So for all of you wonderful people out there wanting a Loud Whisper Official Posts Authentically Datamined Textfile of Words, here ya go. It took friggin forever even with the scraper (It's 15 fucking megabytes holy shit), but here's 32,000 posts worth of distilled LW. 200 proof.
The weirdest textfile you ever did see. (It's on tinyupload cause it's too big for pastebin)
Side Note: I am actually ridiculously proud of the scraper, having never programmed a working thing in my life beyond a simple calculator. It's a work of art. Even if it is likely horrible optimization wise.
If you want to use the scraper, I'll post the code below. It requires the following:
requests (Can be downloaded through pip)
BeautifulSoup 4 (Also pip)
lxml (Ditto)
I take no responcibility for anything this does to your computer, blah blah blah, use at your own risk, try to not crash any websites. It's commented, but only as far as I understand it.
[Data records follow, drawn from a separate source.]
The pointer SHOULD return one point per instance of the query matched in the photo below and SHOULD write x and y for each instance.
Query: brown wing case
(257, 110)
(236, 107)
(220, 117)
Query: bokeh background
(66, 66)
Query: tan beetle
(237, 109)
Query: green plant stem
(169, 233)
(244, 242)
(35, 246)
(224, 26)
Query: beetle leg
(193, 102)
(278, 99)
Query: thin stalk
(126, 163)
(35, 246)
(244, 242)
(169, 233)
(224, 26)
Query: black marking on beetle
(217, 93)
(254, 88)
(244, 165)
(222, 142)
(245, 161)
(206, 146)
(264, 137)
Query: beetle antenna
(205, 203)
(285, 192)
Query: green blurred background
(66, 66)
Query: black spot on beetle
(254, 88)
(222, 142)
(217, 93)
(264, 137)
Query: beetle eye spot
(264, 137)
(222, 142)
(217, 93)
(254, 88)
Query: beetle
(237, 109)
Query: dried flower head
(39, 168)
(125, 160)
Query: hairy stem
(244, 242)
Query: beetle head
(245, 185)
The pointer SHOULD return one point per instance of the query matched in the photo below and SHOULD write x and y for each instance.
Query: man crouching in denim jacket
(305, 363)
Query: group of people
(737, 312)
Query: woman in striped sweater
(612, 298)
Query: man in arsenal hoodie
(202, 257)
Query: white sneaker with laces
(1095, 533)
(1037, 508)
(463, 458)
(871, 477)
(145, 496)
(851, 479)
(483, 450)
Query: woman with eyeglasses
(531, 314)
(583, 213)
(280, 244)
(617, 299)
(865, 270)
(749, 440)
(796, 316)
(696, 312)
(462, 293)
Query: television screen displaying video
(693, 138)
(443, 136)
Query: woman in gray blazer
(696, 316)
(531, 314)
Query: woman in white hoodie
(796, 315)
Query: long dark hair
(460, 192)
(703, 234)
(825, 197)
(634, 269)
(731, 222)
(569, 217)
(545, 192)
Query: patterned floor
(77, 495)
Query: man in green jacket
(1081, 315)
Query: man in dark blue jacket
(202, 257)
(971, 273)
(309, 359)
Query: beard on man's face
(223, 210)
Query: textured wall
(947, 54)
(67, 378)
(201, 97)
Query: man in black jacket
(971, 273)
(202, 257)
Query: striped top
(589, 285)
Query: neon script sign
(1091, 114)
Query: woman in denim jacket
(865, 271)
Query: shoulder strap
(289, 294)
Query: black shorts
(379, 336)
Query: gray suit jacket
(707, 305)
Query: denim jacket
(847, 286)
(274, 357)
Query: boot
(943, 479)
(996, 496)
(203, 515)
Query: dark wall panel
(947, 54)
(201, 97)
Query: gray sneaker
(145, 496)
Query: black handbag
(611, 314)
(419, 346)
It's likely that some comments are entirely wrong and show a fundamental misunderstanding of everything.
############ O.Wilde's Bay 12 Scraper ############
################## V.1 1/30/16 ##################
import requests
import bs4
import lxml
import re
from html.parser import HTMLParser
###########################################################################
def findprofile(profilepage):
print ('Finding pages to scrape...')
user = re.sub('http://www.bay12forums.com/smf/index.php?action=profile;u=', '', profilepage) #Removes everything but the user ID number from the profile link
url = 'http://www.bay12forums.com/smf/index.php?action=profile;area=showposts;sa=messages;u=' + user #Adds the User ID number obtained in the last step to navigate to their messages page.
return (url)
def scrapeposts(url):
page = requests.get(url)
soup = bs4.BeautifulSoup(page.text, "lxml") #Takes the text of the HTML contained on the URL messages page and makes is usable for our purposes
data = [a.attrs.get('href') for a in soup.select('div.pagesection a.navPages')] #Selects the data contained in our HTML [a class="navpages"...../div] tags, which is the entirety of the posts listed.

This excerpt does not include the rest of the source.